Wednesday, January 02, 2008

Chaos in Kenya

Happy New Year. I hope your New Year’s Eve was as great as mine! (I attended The Flaming Lips concert at the Cox Center which was unconditionally, absolutely, magnificently fabulous.)

I know that many of you are wondering about the current unrest in Kenya. To understand what is happening, you have to consider both what appears to have been a thoroughly botched vote count process plus the just-below-the-surface tribal conflict in Kenya. You might like to read this Reuter's article: http://www.reuters.com/article/africaCrisis/idUSL02240330

As you probably know, President Kibaki is a member of the Kikuyu tribe. Note the article's reference to Meru where I have been working: “Many Kikuyus feel it was their tribe, along with the closely related Embu and Meru, who shed blood in the Mau Mau rebellion that helped win independence and therefore deserved the spoils of victory, not the Luos.
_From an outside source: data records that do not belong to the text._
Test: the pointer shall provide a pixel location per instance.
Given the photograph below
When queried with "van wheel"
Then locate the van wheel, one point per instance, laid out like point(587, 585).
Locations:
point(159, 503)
They also place great emphasis on owning property and doing business.” That last sentence certainly describes the hardworking Mubichi family.
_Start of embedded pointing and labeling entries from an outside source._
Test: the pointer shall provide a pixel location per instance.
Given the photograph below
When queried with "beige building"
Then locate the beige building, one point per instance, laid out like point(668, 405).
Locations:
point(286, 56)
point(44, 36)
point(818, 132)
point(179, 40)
Also note this paragraph: “Ethnic flare-ups are common in Kenya, especially around elections. The worst incidents came in 1992 when some 1,500 died in tribally tinged land clashes in the Rift Valley region. Five years later, another 200 were killed, mainly in fighting in the resort town of Mombasa.”

(Sadly, I anticipated this violence as early as last spring which is why I didn’t schedule a mission trip to Meru, Kenya for this January.)

I hope you will join me in praying that this chaos will end SOON and that Kenya will soon be back to where they were before the election.